De acordo com o MPF, a ‘fim de fazerem impor sua vontade nos conflitos pela posse da terra’, Júlio Cezar Eduardo e Wanderley Eduardo da Silva formaram uma organização criminosa, na forma de milícia rural.

A Procuradoria diz que entre os integrantes do grupo estavam o policial civil aposentado Jackson da Silva Oliveira, conhecido como “Polícia Agrária”, o policial militar José Pereira da Paixão, o “Cabo Paixão”, além de Ricardo Porfírio de Sousa (“Ricardinho”) e Aldaires Pereira de Araújo (o “Dairão”).
Outros dois integrantes do grupo são o médico veterinário Antônio Eduardo Neto e o estudante Júlio Cezar Eduardo Filho, apontado como autor de fraudes no processo de regularização da Fazenda Navarro junto ao Incra.

De acordo com a denúncia, os pecuaristas apontados como líderes da organização criminosa determinaram que Júlio Cezar Eduardo Filho inserisse, em 2012, declaração falsa em documento particular – no caso, um formulário de declaração de aptidão à regularização fundiária – com o objetivo de fraudar pedido de regularização fundiária apresentado à Superintendência do Incra no Tocantins, referente à Fazenda Navarro.

Já ‘Ricardinho’ e ‘Dairão’ estão envolvidos diretamente no assassinato a tiros do trabalhador rural Getúlio Coutinho dos Santos, na tentativa de homicídio de Adreson Alves de Oliveira, além de participação no sequestro de Gilmar Marcos de Souza, indicam os procuradores.

Segundo o MPF, os crimes ocorreram em 6 e agosto, quando, por ordem dos irmãos Júlio Cezar e Wanderley, “Dairão” e “Ricardinho”, além de outros dez integrantes da milícia rural, ainda não identificados, foram até o acampamento Maria Bonita para expulsar ‘a qualquer custo os trabalhadores rurais’ da área.

Além de matarem Coutinho, deixarem ferido Adreson Alves e sequestrarem Gilmar Marcos, eles ainda atearam fogo em cinco casas, fizeram disparos de armas de fogo e utilizaram um trator para demolir a ponte que dava acesso ao acampamento Maria Bonita, diz a Procuradoria.

“Informações obtidas a partir dos dados telemáticos extraídos do aparelho celular de Júlio Cezar Eduardo, apreendido durante a Operação Terra Arrasada, da Polícia Federal, revelam a premeditação da ação criminosa promovida no acampamento – conversas entre integrantes do grupo criminoso mostram negociação dos envolvidos para adquirir a munição que seria usada”, indicou o MPF.

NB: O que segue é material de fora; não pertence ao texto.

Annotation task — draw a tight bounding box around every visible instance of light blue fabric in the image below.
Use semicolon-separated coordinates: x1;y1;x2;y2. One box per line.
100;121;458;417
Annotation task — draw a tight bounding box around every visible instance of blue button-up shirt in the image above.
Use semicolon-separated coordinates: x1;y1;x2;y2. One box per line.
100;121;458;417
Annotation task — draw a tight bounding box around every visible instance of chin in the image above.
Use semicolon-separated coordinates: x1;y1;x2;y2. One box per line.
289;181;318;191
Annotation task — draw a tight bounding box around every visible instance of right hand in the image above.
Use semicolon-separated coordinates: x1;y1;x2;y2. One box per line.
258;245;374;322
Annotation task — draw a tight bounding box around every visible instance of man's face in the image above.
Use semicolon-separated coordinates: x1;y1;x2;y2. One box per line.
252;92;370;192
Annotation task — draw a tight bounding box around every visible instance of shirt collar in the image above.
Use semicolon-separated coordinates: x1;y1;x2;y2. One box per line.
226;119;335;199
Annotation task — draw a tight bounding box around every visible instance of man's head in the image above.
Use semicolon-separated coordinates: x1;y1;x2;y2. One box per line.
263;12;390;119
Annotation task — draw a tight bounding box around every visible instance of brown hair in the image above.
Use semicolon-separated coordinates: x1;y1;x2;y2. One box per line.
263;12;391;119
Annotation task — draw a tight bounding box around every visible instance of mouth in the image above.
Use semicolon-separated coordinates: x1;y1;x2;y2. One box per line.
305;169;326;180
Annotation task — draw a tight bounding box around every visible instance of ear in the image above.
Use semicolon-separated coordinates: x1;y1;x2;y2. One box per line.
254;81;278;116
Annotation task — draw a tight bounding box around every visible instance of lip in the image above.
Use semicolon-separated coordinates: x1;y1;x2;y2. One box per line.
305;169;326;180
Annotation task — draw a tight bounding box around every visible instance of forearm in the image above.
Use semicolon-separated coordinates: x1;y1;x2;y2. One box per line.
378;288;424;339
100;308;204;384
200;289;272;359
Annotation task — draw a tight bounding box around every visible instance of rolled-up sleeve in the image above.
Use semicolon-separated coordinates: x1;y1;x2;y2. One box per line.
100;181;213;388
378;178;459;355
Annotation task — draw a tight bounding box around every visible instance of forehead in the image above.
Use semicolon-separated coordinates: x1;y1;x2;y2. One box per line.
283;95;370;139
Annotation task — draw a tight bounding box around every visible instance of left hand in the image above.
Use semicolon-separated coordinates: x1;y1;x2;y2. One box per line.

Na avaliação da Procuradoria, os homicídios, tentado e consumado, foram cometidos mediante pagamento, ‘pois os líderes da organização criminosa remuneravam os membros da milícia’, por motivo torpe, valendo-se de recurso que dificultou a defesa das vítimas, em razão do grande número de jagunços (12 no total) e para assegurar a execução de outro crime, o de invasão de terras da União.

COM A PALAVRA, OS DENUNCIADOS

A reportagem busca contato com os réus. O espaço está aberto para manifestações.